The Mudcat Café TM
Thread #2591   Message #10871
Posted By: Jon W.
20-Aug-97 - 02:04 PM
Thread Name: CROSSROADS location
Subject: RE: CROSSROADS
Quoting from the liner notes of "Canned Heat Blues" (RCA/BMG/Bluebird):
"In _Deep Blues_, Robert Palmer's excellent, and essential, book about the history of the blues, (Tommy)Johnson's older brother, LeDell tells scholar David Evans that "the reason he knowed so much (was) he sold hisself to the devil. He said, 'if you want to learn how to play anything..and how to make up songs yourself, you take your guitar and...go where a crossroad is...Be sure to get there a little 'fore twelve o'clock that night..Have your guitar and be sittin' there playing a piece..A big black man will walk up there and take your guitar, and he'll tune it. And then he'll play a piece and give it back to you. That's the way I learned how to play anything I want.'" End quote.
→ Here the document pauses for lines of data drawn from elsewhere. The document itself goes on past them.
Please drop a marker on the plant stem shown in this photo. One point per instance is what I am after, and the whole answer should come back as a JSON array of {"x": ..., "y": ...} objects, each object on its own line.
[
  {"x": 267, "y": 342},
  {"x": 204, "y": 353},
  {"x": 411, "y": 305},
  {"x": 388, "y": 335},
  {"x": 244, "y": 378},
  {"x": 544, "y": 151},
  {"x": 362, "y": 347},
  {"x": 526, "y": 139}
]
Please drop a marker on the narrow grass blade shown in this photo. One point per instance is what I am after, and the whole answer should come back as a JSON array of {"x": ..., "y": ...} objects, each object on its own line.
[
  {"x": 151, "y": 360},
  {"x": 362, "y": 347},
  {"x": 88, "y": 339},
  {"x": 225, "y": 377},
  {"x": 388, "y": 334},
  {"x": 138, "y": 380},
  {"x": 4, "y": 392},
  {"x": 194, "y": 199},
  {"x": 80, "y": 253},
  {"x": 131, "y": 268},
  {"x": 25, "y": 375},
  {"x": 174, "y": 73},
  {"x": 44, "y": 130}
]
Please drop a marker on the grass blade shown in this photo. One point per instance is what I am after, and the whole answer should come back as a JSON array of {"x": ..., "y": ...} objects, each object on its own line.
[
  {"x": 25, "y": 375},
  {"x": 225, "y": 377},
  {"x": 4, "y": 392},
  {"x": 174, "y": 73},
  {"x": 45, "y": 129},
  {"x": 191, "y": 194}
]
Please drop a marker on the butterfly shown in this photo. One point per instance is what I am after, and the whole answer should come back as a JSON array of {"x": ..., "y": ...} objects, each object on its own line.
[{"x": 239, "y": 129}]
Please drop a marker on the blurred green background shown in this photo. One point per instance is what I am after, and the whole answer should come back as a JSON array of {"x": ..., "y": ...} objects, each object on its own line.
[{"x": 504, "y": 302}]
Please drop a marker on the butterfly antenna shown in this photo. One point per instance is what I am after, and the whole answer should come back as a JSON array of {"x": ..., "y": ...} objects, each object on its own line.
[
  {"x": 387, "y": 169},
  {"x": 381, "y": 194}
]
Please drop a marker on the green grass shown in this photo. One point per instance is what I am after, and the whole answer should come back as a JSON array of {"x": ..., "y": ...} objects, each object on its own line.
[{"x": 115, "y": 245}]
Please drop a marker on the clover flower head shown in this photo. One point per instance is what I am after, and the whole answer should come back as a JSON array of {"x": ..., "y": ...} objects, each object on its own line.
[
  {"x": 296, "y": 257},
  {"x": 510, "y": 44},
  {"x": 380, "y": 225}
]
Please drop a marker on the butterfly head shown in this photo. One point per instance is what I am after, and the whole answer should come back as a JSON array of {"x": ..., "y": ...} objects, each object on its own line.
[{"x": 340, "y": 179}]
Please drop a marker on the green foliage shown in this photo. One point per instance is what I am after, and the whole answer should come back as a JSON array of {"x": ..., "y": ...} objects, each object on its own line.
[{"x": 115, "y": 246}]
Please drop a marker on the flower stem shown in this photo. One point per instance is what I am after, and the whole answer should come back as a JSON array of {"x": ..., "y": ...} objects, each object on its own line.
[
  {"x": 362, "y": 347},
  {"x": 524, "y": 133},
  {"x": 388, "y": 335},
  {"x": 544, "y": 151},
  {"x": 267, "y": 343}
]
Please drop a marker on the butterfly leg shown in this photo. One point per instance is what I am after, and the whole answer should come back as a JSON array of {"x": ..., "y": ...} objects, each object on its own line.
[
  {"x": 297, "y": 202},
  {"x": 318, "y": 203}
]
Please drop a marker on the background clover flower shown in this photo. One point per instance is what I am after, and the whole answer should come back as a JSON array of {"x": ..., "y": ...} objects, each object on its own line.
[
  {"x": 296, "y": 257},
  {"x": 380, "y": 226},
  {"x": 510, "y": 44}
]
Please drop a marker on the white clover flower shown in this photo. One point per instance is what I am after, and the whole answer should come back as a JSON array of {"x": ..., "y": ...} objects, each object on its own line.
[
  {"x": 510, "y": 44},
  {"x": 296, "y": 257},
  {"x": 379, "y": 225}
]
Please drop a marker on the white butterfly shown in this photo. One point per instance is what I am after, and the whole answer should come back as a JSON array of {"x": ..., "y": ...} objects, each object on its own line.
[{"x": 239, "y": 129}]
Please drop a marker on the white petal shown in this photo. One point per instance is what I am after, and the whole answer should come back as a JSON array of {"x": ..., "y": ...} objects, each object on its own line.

This is one of the standard legends of the blues, probably told by bluesmen to mystify their audiences and impress women. Tommy Johnson, who may have been a cousin of Robert Johnson, actually learned from Charlie Patton and Willie Brown (the same mentioned in Robert Johnson's Crossroads Blues "Run you can run, tell my friend, boy, Willie Brown..."). He is best known for his great song "Canned Heat Blues" which describes the alcoholism that actually ruined his musical career.